MedIA (Medical Image Analysis, IF: 11.148)为医学影像分析领域的顶级期刊。

1 S. Kevin. Zhou, H. N. Le, K. Luu, H. V. Nguyen, and N. Ayache, “Deep reinforcement learning in medical imaging: A literature review,” Medical Image Analysis, 2021: 102193.

Abstract: Deep reinforcement learning (DRL) augments the reinforcement learning framework, which learns a sequence of actions that maximizes the expected reward, with the representative power of deep neural networks. Recent works have demonstrated the great potential of DRL in medicine and healthcare. This paper presents a literature review of DRL in medical imaging. We start with a comprehensive tutorial of DRL, including the latest model-free and model-based algorithms. We then cover existing DRL applications for medical imaging, which are roughly divided into three main categories: (i) parametric medical image analysis tasks including landmark detection, object/lesion detection, registration, and view plane localization; (ii) solving optimization tasks including hyperparameter tuning, selecting augmentation strategies, and neural architecture search; and (iii) miscellaneous applications including surgical gesture segmentation, personalized mobile health intervention, and computational model personalization. The paper concludes with discussions of future perspectives.

2 B. Zhou, X. Chen, S. Kevin Zhou, et al., “DuDoDR-Net: Dual-Domain Data Consistent Recurrent Network for Simultaneous Sparse View and Metal Artifact Reduction in Computed Tomography”, Medical Image Analysis, 2021: 102289.

Abstract: Sparse-view computed tomography (SVCT) aims to reconstruct a cross-sectional image using a reduced number of x-ray projections. While SVCT can efficiently reduce the radiation dose, the reconstruction suffers from severe streak artifacts, and the artifacts are further amplified with the presence of metallic implants, which could adversely impact the medical diagnosis and other downstream applications. Previous methods have extensively explored either SVCT reconstruction without metallic implants, or full-view CT metal artifact reduction (MAR). The issue of simultaneous sparse-view and metal artifact reduction (SVMAR) remains under-explored, and it is infeasible to directly apply previous SVCT and MAR methods to SVMAR which may yield non-ideal reconstruction quality. In this work, we propose a dual-domain data consistent recurrent network, called DuDoDR-Net, for SVMAR. Our DuDoDR-Net aims to reconstruct an artifact-free image by recurrent image domain and sinogram domain restorations. To ensure the metal-free part of acquired projection data is preserved, we also develop the image data consistent layer (iDCL) and sinogram data consistent layer (sDCL) that are interleaved in our recurrent framework. Our experimental results demonstrate that our DuDoDR-Net is able to produce superior artifact-reduced results while preserving the anatomical structures, that outperform previous SVCT and SVMAR methods, under different sparse-view acquisition settings.

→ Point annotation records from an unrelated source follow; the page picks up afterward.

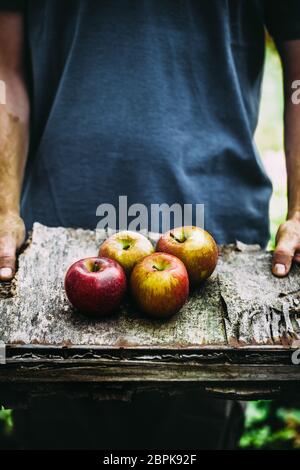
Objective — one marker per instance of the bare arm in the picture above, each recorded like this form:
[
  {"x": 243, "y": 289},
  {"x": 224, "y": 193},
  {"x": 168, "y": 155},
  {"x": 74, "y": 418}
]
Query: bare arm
[
  {"x": 288, "y": 235},
  {"x": 14, "y": 136}
]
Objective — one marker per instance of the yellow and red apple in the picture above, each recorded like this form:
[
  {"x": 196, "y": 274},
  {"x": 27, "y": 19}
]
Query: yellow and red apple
[
  {"x": 195, "y": 247},
  {"x": 160, "y": 285},
  {"x": 127, "y": 248}
]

3 L. Han, Y. Lyu, C. Peng, and S. Kevin. Zhou, “Gan-based disentangle- ment learning for chest x-ray rib suppression,” Medical Image Analysis, 2022: 102369.

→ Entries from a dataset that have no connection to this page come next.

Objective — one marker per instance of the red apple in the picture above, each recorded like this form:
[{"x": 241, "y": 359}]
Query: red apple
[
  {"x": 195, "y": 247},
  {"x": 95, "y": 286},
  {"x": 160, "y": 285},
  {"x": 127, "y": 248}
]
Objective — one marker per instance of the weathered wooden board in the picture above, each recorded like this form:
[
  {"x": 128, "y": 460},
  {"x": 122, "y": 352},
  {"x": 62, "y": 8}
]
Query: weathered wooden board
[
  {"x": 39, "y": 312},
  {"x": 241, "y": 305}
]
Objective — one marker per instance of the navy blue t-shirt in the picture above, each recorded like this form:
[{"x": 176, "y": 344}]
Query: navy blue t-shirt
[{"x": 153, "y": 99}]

Abstract: Clinical evidence has shown that rib-suppressed chest X-rays (CXRs) can improve the reliability of pulmonary disease diagnosis. However, previous approaches on generating rib-suppressed CXR face challenges in preserving details and eliminating rib residues. We hereby propose a GAN-based disentanglement learning framework called Rib Suppression GAN, or RSGAN, to perform rib suppression by utilizing the anatomical knowledge embedded in unpaired computed tomography (CT) images. In this approach, we employ a residual map to characterize the intensity difference between CXR and the corresponding rib-suppressed result. To predict the residual map in CXR domain, we disentangle the image into structure- and contrast-specific features and transfer the rib structural priors from digitally reconstructed radiographs (DRRs) computed by CT. Furthermore, we employ additional adaptive loss to suppress rib residue and preserve more details. We conduct extensive experiments based on 1673 CT volumes, and four benchmarking CXR datasets, totaling over 120K images, to demonstrate that (i) our proposed RSGAN achieves superior image quality compared to the state-of-the-art rib suppression methods; (ii) combining CXR with our rib-suppressed result leads to better performance in lung disease classification and tuberculosis area detection.